Mais où? mais où? mais où?
Quelque part en Belgique,
On n’peut pas vous dire où! »
Mobilisation à Rotheux Rolande.
T.T.R. Troupes Transmission Radio.
C’était la liaison entre les premières lignes de combats, les forts et la relève de l’arrière.
Le Commandant de l’unité et le Centre étaient cantonnés chez Oscar LECRENIER au centre du village, face au monument aux morts.
Les soldats logeaient chez l’habitant:
François VANDENBRANDEN de Bruxelles
Joseph TRAPP de Vilvorde chez Joseph AIMONT,
LODEWYCK (coiffeur du groupe) chez Emile BERTRAND,
Maurice MAYEZ de Jemappes
(papa de Mme RENGLET, rue Bellaire) chez Henri LAFONTAINE
et beaucoup d’autres soldats mobilisés chez MAHY – RULOT
Chaque matin, ils rejoignaient leur centre pour l’appel, prenaient leur fonction à la Radio et à la Transmission.
Le 10 mai 1940, à 4 heures du matin, un soldat est venu les réveiller et leur intimer l’ordre de rejoindre le centre avec leur « barda ».

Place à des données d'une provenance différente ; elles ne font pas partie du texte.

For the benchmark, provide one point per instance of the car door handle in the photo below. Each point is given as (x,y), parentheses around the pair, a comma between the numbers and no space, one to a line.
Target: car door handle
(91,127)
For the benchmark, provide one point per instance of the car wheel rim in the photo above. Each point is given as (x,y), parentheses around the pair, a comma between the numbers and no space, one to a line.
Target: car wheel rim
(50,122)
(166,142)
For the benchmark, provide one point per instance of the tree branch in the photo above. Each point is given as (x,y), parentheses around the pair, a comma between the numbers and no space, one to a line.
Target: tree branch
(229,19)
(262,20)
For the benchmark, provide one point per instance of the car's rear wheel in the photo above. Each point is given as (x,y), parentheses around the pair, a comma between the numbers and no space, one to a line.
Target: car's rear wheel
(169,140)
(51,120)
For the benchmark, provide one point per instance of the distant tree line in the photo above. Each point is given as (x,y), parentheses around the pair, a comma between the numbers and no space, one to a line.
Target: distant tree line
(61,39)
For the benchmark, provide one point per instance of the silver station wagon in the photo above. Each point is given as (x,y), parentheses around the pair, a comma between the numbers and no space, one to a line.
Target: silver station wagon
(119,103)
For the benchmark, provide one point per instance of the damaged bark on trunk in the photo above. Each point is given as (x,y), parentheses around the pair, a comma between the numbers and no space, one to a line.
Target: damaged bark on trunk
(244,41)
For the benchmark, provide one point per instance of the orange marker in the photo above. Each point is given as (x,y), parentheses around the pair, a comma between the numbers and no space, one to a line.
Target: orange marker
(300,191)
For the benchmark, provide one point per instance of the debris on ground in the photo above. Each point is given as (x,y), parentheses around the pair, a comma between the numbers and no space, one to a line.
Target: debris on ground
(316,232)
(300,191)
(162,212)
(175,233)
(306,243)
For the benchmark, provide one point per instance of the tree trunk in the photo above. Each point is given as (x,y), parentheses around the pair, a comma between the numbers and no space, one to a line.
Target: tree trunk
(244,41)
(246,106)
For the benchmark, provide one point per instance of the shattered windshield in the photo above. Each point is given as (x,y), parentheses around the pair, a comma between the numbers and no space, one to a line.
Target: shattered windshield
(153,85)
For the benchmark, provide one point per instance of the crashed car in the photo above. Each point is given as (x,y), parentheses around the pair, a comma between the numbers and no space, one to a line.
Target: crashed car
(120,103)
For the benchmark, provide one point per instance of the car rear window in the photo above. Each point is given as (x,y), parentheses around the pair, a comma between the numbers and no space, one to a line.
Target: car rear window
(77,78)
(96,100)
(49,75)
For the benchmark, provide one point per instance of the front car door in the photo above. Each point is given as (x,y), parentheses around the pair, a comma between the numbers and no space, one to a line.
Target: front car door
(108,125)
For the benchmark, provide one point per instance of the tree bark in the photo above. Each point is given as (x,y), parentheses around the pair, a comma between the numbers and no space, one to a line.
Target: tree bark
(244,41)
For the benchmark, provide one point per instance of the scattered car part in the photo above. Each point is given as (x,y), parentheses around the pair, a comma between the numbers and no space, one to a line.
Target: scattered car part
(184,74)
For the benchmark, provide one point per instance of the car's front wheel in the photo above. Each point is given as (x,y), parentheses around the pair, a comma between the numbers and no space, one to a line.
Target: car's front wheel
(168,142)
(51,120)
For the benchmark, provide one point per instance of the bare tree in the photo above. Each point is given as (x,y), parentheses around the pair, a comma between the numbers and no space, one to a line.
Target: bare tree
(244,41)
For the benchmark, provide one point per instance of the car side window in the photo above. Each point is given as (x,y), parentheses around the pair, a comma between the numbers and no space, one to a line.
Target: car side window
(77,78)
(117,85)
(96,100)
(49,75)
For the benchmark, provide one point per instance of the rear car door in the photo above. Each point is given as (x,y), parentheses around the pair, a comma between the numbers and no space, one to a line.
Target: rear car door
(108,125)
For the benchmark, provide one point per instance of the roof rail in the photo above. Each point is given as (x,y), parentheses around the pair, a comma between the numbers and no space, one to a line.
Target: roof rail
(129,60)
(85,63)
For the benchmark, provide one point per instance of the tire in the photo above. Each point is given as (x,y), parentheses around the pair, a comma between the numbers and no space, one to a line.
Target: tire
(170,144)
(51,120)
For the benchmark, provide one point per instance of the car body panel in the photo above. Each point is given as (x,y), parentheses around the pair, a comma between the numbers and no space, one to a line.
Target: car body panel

Des camions venant de TELLIN les chargeaient et les emmenaient vers une destination inconnue.
Rolande
Des temoignages
A Neuville Maggy BIHET épouse Havelange.
Du 16 janvier 1940 au 10 mai, Neuville accueillit le corps du Transport de Cavalerie. Le gros de la troupe logeait au Centre de Cures à Rotheux et les officiers avaient préféré les maisons particulières. Chez MODAVE, un major, un lieutenant et les 2 ordonnances se partageaient les chambres à coucher; Jeanine et ses parents dormaient dans la cave.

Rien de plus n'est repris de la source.